CAT is starting to make inroads into classrooms at all educational levels, although it is still used primarily in admissions-related testing such as the SAT, ACT, GRE, GMAT and LSAT. There are some developmental issues that must be addressed to make CAT work in small test populations, since accurate scoring requires relatively large samples. The minimum number for a sample, according to the Education Resources Information Center, is 1,000 students, but 2,000 is a common benchmark. This sample size makes locally developed tests difficult, often impossible, to create—at least at present. With all the time, energy and investment being allocated to CAT development, solutions to existing weaknesses could appear at any time.
How CAT developed
Computers generated excitement in some educators, and arched eyebrows in others, when the 1980s brought rapid increases in computer power at lower and lower price points. Within a decade it was clear that computer technology made test administration, scoring, individual and group analysis, data management, storage and score reporting more accurate and less time consuming, therefore less costly. Computer-based testing, even before it evolved into adaptive models, was clearly a superior way of doing things.
With the continuing advance of the technology (and continuing reduction in cost) educators became increasingly interested in performance-based testing, which requires that students demonstrate the capacity to use what they’ve learned. Test designers and education researchers realized that they had to develop new means of performance assessment. Some 20 years of research, development, trial and error has brought us to the point where CAT is firmly established in college-level placement examinations (SAT, GRE, etc.). There are also many non- and for-profit firms and organizations that deploy CAT in various ways to help test-takers prepare for their exam(s).
How it works
As the test-takers proceed through a CAT exam, the software adapts continuously to them and then, on the basis of performance on both present and previous items, selects the next question for presentation. If the test-takers do well on intermediate-level questions, the CAT program will assemble a set of queries at the advanced level. On the other hand, if the test-takers do poorly at the intermediate level, the program will revert to basic-level questions for the next set.
Essentially, CAT software is constantly working to achieve the proper level for each individual test-taker's optimum performance. After a “mathematically appropriate” number of questions have been asked and answered, the examination terminates when a test-taker’s performance at a particular level is shown to the highest that can be sustained.

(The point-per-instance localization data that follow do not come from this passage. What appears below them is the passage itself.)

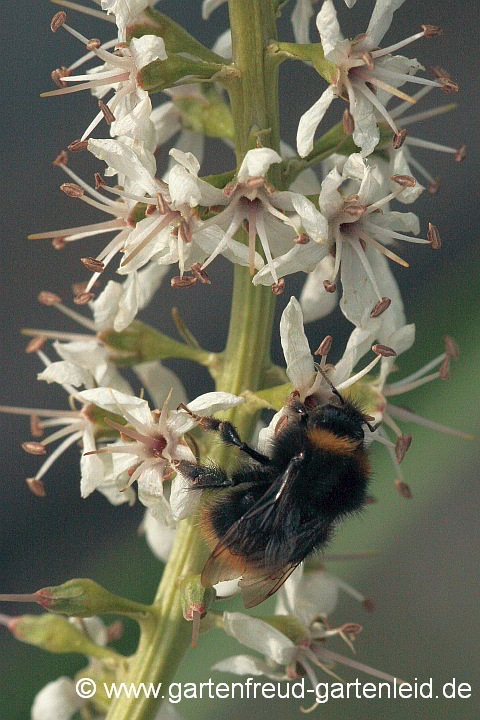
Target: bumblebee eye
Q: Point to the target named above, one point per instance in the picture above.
(299, 410)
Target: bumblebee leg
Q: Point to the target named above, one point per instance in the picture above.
(204, 476)
(228, 434)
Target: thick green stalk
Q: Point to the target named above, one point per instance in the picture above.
(255, 111)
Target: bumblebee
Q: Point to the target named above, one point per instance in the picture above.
(272, 512)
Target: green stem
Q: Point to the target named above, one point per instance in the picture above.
(246, 357)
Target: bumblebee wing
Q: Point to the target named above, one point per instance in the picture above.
(257, 586)
(229, 559)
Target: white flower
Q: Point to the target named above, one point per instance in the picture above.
(294, 646)
(357, 231)
(75, 426)
(249, 198)
(130, 106)
(121, 223)
(58, 699)
(125, 11)
(158, 535)
(171, 232)
(402, 339)
(404, 162)
(308, 384)
(158, 443)
(359, 65)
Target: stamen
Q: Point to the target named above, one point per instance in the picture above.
(380, 307)
(368, 269)
(57, 452)
(389, 88)
(200, 274)
(36, 486)
(386, 232)
(397, 46)
(433, 236)
(383, 72)
(181, 281)
(348, 122)
(385, 251)
(376, 102)
(98, 228)
(34, 448)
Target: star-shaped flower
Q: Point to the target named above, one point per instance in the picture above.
(362, 70)
(352, 226)
(154, 441)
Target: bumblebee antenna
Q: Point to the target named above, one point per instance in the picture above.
(330, 384)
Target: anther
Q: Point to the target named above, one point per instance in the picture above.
(433, 236)
(36, 427)
(399, 139)
(183, 281)
(368, 60)
(404, 180)
(401, 446)
(354, 209)
(58, 20)
(431, 30)
(35, 344)
(451, 347)
(380, 307)
(34, 448)
(36, 486)
(348, 122)
(107, 113)
(325, 346)
(93, 264)
(461, 153)
(301, 239)
(403, 488)
(61, 159)
(72, 190)
(444, 369)
(78, 288)
(48, 298)
(278, 287)
(383, 350)
(200, 274)
(78, 145)
(83, 298)
(59, 74)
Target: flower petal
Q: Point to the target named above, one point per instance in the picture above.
(159, 536)
(256, 163)
(328, 27)
(259, 635)
(67, 373)
(381, 20)
(310, 121)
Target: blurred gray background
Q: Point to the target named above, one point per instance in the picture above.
(425, 578)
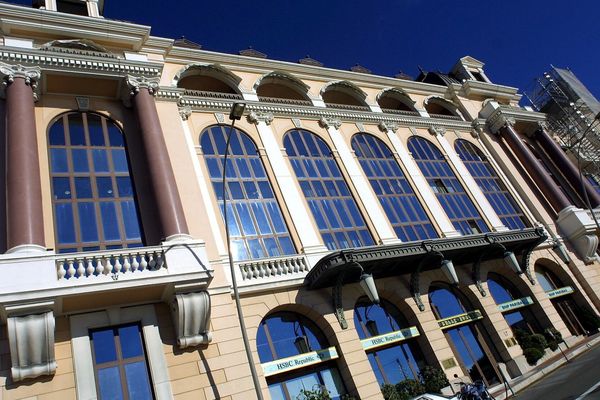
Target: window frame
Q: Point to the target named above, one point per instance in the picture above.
(81, 346)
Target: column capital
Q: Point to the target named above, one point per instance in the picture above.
(135, 83)
(437, 130)
(385, 126)
(327, 123)
(9, 72)
(256, 117)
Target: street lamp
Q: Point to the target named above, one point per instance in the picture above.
(237, 110)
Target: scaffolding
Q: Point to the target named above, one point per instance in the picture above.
(573, 115)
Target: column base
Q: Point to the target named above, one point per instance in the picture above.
(25, 249)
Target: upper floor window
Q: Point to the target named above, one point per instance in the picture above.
(93, 195)
(339, 220)
(397, 197)
(120, 365)
(284, 335)
(448, 190)
(491, 185)
(256, 225)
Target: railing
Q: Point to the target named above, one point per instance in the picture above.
(347, 107)
(450, 117)
(293, 102)
(216, 95)
(261, 269)
(110, 263)
(400, 112)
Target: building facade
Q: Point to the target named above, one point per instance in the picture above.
(377, 225)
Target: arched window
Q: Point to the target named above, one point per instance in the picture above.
(392, 188)
(93, 196)
(256, 225)
(286, 335)
(448, 190)
(340, 222)
(561, 297)
(491, 185)
(467, 338)
(394, 362)
(519, 316)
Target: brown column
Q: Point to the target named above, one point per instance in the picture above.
(566, 167)
(170, 210)
(25, 222)
(541, 177)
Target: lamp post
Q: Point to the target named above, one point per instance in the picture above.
(237, 110)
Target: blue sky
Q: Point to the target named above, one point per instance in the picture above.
(517, 40)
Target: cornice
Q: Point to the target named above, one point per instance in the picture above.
(70, 62)
(310, 112)
(38, 22)
(261, 66)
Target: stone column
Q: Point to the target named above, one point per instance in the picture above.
(23, 185)
(170, 210)
(565, 166)
(543, 180)
(369, 200)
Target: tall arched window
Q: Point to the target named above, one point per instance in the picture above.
(286, 335)
(93, 195)
(467, 338)
(504, 292)
(448, 190)
(491, 185)
(256, 225)
(392, 188)
(340, 222)
(398, 360)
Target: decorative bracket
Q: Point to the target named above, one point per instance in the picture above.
(191, 318)
(31, 339)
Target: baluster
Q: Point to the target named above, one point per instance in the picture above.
(90, 268)
(126, 264)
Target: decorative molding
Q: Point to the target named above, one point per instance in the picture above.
(31, 340)
(327, 123)
(256, 117)
(185, 112)
(191, 318)
(437, 130)
(9, 72)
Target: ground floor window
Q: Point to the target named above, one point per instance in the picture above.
(120, 364)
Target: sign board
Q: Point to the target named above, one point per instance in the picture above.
(459, 319)
(560, 292)
(299, 361)
(392, 337)
(515, 304)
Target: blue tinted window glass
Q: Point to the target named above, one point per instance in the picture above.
(76, 132)
(57, 133)
(61, 188)
(83, 188)
(109, 221)
(104, 346)
(105, 187)
(58, 160)
(109, 383)
(120, 161)
(100, 160)
(80, 161)
(87, 222)
(138, 385)
(130, 339)
(64, 223)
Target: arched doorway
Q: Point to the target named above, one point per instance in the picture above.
(514, 307)
(295, 356)
(468, 339)
(561, 297)
(389, 340)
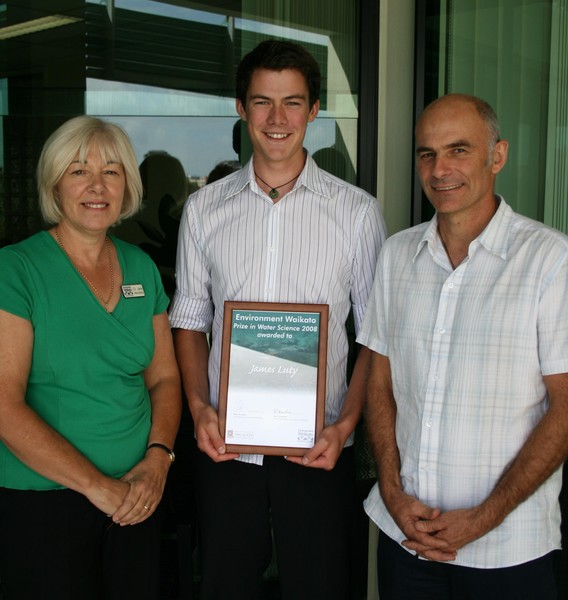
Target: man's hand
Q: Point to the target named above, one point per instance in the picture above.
(325, 452)
(455, 528)
(209, 438)
(409, 513)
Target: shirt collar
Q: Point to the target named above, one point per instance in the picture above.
(494, 238)
(310, 177)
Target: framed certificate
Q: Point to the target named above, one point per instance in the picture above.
(272, 382)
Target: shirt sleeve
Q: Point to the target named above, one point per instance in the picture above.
(553, 320)
(373, 328)
(15, 288)
(192, 306)
(370, 237)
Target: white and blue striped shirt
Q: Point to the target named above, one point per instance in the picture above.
(318, 244)
(468, 350)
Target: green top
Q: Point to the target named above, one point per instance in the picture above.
(86, 378)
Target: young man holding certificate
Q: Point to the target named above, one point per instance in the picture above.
(279, 230)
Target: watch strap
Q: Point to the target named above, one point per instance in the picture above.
(163, 447)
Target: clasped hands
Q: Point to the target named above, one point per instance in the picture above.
(433, 534)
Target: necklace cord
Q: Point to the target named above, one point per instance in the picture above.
(273, 193)
(89, 282)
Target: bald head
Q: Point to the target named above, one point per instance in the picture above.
(465, 102)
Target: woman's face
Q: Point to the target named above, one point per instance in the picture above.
(91, 193)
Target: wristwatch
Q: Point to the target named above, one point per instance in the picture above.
(165, 449)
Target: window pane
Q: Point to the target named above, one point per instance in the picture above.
(165, 72)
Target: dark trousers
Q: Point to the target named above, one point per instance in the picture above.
(311, 513)
(55, 545)
(402, 576)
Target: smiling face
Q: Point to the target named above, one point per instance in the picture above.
(457, 159)
(90, 193)
(277, 114)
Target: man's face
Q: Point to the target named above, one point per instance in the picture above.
(277, 113)
(455, 159)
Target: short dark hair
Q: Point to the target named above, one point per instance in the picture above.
(276, 55)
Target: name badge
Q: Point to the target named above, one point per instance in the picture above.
(136, 290)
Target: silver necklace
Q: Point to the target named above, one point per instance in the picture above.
(274, 193)
(89, 282)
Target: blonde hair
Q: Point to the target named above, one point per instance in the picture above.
(72, 141)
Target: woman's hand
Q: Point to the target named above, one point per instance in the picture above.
(146, 482)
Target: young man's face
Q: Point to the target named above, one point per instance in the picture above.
(277, 114)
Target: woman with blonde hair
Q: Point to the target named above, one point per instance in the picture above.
(89, 388)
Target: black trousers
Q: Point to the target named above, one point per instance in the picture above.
(55, 545)
(311, 513)
(402, 576)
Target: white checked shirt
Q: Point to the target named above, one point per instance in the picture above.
(318, 244)
(468, 349)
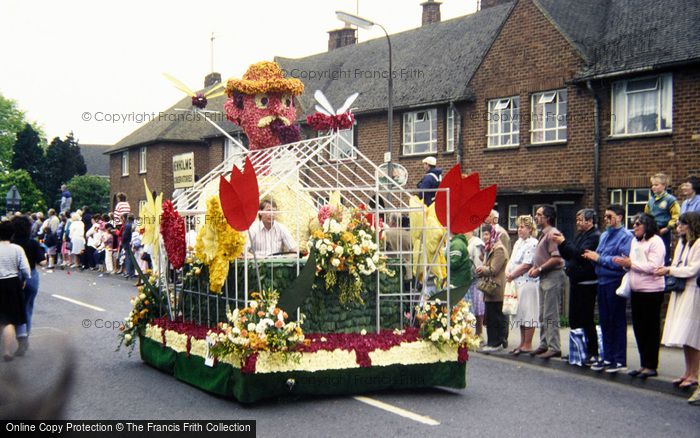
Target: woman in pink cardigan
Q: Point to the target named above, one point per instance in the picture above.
(682, 327)
(647, 254)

What are CAT’s advantages?
In addition to the cost-effectiveness and other efficiencies mentioned above, CAT has many important advantages. These include, but are certainly not limited to, the following:
- CAT technology requires less time and fewer questions, compared to paper-and-pencil exams, to develop more accurate ratings of test-takers' proficiency.
- CAT scoring produces finer distinctions and more accurate assessments than can be derived from merely a total number of correct responses.

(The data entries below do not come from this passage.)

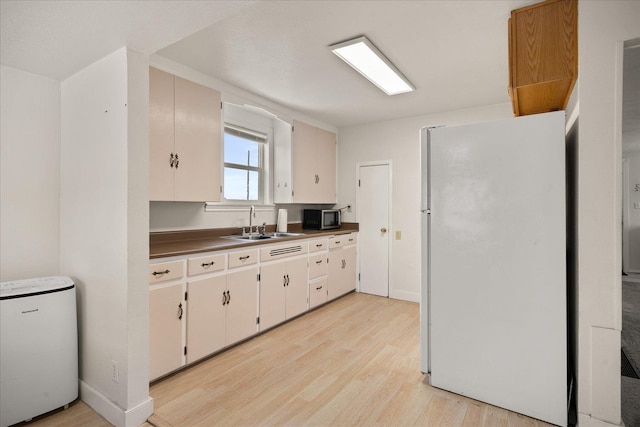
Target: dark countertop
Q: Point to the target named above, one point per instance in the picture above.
(173, 243)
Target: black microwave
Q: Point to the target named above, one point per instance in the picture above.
(320, 219)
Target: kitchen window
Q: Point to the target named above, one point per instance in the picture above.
(243, 164)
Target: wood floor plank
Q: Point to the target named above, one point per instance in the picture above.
(352, 362)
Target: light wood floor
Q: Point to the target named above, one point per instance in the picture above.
(352, 362)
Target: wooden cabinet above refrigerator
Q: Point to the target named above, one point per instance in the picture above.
(543, 56)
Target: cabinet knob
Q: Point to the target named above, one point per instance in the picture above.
(157, 273)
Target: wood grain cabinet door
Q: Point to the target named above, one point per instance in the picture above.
(166, 316)
(206, 329)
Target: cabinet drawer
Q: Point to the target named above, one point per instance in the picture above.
(272, 252)
(240, 258)
(317, 292)
(351, 239)
(205, 264)
(342, 240)
(317, 266)
(318, 245)
(164, 271)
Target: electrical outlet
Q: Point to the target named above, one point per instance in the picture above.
(115, 372)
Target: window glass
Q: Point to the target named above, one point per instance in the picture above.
(241, 184)
(243, 170)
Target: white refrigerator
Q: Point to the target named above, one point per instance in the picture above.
(493, 304)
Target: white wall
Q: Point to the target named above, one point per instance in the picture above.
(399, 141)
(29, 175)
(602, 27)
(103, 232)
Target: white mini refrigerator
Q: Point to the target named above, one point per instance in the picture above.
(493, 308)
(38, 347)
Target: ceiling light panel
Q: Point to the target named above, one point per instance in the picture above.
(366, 59)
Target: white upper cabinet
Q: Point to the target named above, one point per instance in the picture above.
(307, 172)
(184, 138)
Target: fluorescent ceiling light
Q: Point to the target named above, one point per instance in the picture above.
(366, 59)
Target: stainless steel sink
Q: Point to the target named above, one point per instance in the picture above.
(255, 236)
(280, 234)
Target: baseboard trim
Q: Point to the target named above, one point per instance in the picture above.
(585, 420)
(113, 413)
(404, 295)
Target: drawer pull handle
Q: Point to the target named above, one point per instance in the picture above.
(158, 273)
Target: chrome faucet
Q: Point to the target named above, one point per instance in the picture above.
(252, 214)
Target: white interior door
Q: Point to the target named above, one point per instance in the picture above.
(373, 213)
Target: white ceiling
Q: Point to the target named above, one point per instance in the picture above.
(454, 52)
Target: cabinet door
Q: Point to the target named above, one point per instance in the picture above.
(317, 292)
(272, 295)
(304, 163)
(349, 271)
(166, 314)
(205, 317)
(325, 191)
(341, 276)
(297, 287)
(334, 274)
(197, 142)
(161, 129)
(242, 307)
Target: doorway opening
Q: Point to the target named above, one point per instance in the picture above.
(630, 336)
(374, 219)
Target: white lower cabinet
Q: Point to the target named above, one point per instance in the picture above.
(206, 326)
(201, 304)
(283, 291)
(341, 275)
(242, 304)
(166, 325)
(317, 292)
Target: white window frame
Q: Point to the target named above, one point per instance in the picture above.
(261, 169)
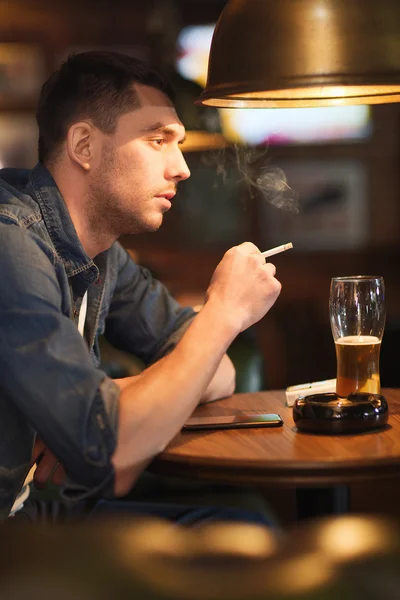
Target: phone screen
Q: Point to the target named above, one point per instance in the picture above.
(234, 421)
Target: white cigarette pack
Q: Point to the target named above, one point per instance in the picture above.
(316, 387)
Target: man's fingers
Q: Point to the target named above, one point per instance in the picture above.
(37, 451)
(271, 269)
(59, 475)
(44, 469)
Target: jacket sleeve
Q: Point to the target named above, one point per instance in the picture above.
(143, 317)
(45, 366)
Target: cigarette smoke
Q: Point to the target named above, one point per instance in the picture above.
(251, 168)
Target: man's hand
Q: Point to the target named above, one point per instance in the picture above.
(243, 286)
(48, 467)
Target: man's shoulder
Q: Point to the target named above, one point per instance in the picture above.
(16, 203)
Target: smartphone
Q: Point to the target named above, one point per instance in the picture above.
(233, 421)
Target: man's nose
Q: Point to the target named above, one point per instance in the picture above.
(179, 171)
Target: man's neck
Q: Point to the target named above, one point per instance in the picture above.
(75, 196)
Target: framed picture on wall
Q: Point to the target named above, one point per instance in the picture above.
(18, 140)
(22, 72)
(331, 211)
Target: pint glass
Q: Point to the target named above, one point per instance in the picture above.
(357, 314)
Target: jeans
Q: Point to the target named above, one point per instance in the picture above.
(39, 511)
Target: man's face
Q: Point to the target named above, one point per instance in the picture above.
(141, 164)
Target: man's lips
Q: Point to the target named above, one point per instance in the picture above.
(167, 195)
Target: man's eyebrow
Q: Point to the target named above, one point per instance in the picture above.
(160, 128)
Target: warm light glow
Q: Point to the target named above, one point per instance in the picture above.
(243, 125)
(303, 574)
(354, 537)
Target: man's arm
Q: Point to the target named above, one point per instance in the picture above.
(154, 406)
(223, 382)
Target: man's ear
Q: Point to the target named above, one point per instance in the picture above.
(80, 144)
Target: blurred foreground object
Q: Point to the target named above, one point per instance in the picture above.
(346, 557)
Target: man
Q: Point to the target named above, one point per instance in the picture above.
(109, 164)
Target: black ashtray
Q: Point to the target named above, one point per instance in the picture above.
(329, 413)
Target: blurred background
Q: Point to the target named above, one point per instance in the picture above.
(325, 179)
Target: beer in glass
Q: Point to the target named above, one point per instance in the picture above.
(357, 314)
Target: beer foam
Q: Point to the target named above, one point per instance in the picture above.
(358, 340)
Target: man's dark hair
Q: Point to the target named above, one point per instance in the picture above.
(91, 85)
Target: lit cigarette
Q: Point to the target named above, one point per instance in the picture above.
(277, 250)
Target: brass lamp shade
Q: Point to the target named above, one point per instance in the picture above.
(300, 53)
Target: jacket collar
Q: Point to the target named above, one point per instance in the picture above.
(59, 223)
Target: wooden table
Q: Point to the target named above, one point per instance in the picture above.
(321, 467)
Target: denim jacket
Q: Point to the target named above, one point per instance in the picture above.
(50, 381)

- The scoring algorithm does not just consider the number of correct answers, but the level and depth of correct answers. Test-takers that correctly answer more difficult sets of questions score better than those that correctly answer easier ones.
- By excluding questions outside test-takers’ proficiency levels, CAT exams take less time, even than other computer-based exams.

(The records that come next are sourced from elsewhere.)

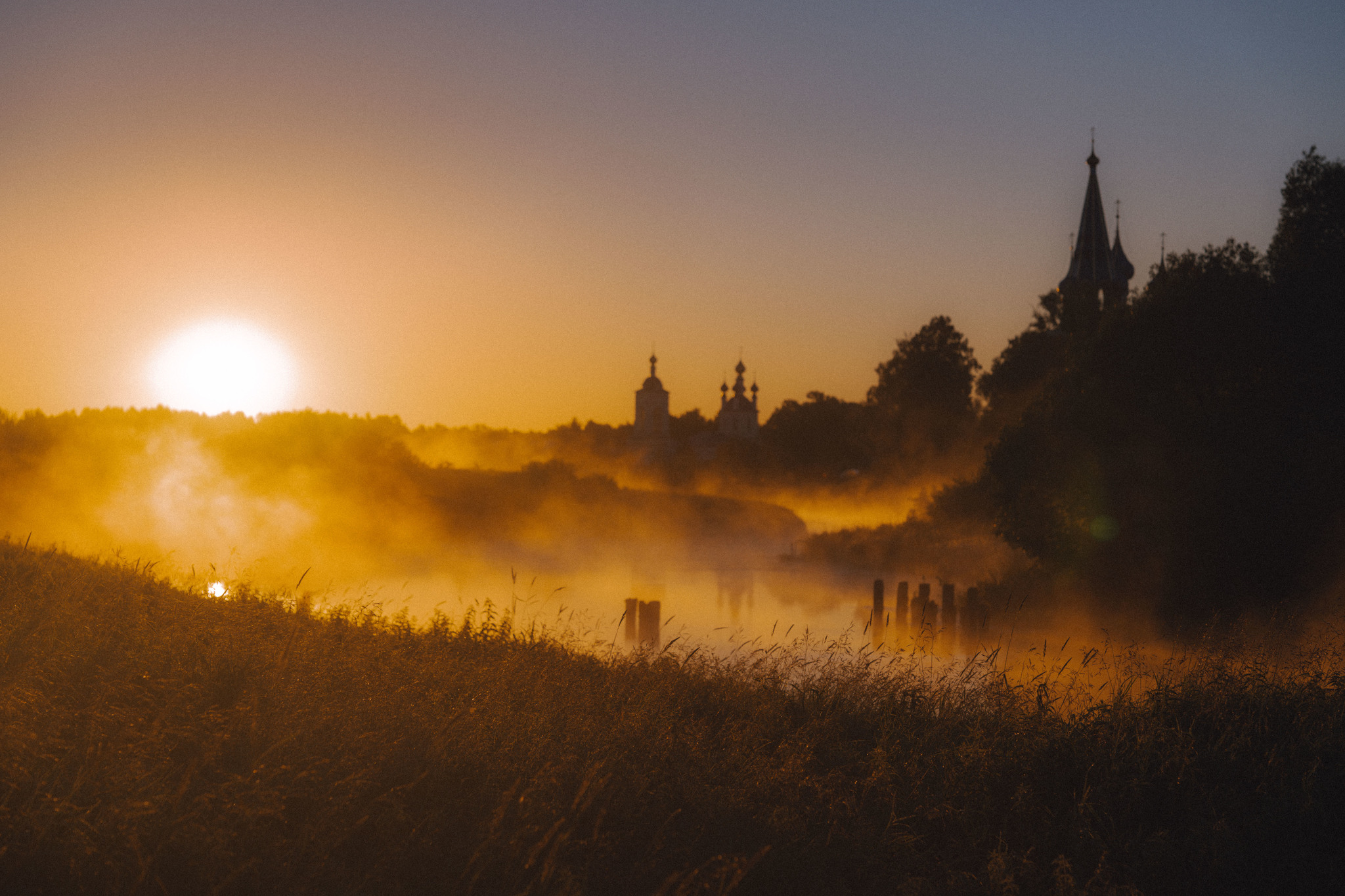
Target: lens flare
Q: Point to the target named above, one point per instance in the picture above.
(222, 366)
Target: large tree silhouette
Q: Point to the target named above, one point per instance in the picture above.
(927, 385)
(1191, 448)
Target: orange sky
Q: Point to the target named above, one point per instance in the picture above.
(489, 215)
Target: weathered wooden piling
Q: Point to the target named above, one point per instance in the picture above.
(650, 622)
(920, 606)
(632, 620)
(876, 620)
(975, 617)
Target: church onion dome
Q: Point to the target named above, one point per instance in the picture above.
(653, 382)
(1091, 263)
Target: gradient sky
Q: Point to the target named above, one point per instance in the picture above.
(485, 213)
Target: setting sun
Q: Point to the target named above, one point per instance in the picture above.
(222, 366)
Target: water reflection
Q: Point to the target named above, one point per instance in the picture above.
(722, 605)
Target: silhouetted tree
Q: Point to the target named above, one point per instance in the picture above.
(822, 436)
(926, 386)
(1191, 448)
(1030, 360)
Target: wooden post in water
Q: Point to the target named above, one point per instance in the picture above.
(877, 624)
(974, 620)
(920, 608)
(632, 620)
(650, 622)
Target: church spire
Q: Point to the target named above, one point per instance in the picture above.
(1121, 268)
(1091, 261)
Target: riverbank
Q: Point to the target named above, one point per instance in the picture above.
(163, 740)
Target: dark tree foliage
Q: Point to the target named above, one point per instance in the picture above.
(927, 383)
(1191, 448)
(1026, 364)
(822, 436)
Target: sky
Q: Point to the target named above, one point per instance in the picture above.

- The challenge faced by test-takers is both reasonable and realistic, since the questions are neither too difficult nor too easy.
- Exam security is greatly enhanced by the fact that every test-taker is given unique sets of questions, which are not available before the test begins.
- CAT technology lets administrators give test-takers nearly instantaneous feedback on their performance.
- By storing test results on a computer, students' performance over a period of time or a sequence of exams can be tracked, analyzed and used by educators to assess student needs and remedial requirements.
The future of CAT
You will pardon the pun, but this is one “CAT” that will have far more than nine lives. Because the technology is still advancing, CAT exams will become more and more uniquely tailored to each test-taker in the future. Testing will become not only more personalized, but the results will be far more instructive for both teachers and students.
As CAT software grows in sophistication, it will be able to mine more, and more focused, meaning from tests that used to give one-dimensional numeric scores or letter grades. The future promises test results that don’t just yield a score, but provide enough information for educators to help students address their weak points and expand on their strengths. As far as the future of testing goes—watch out, here comes another pun—the CAT is out of the bag.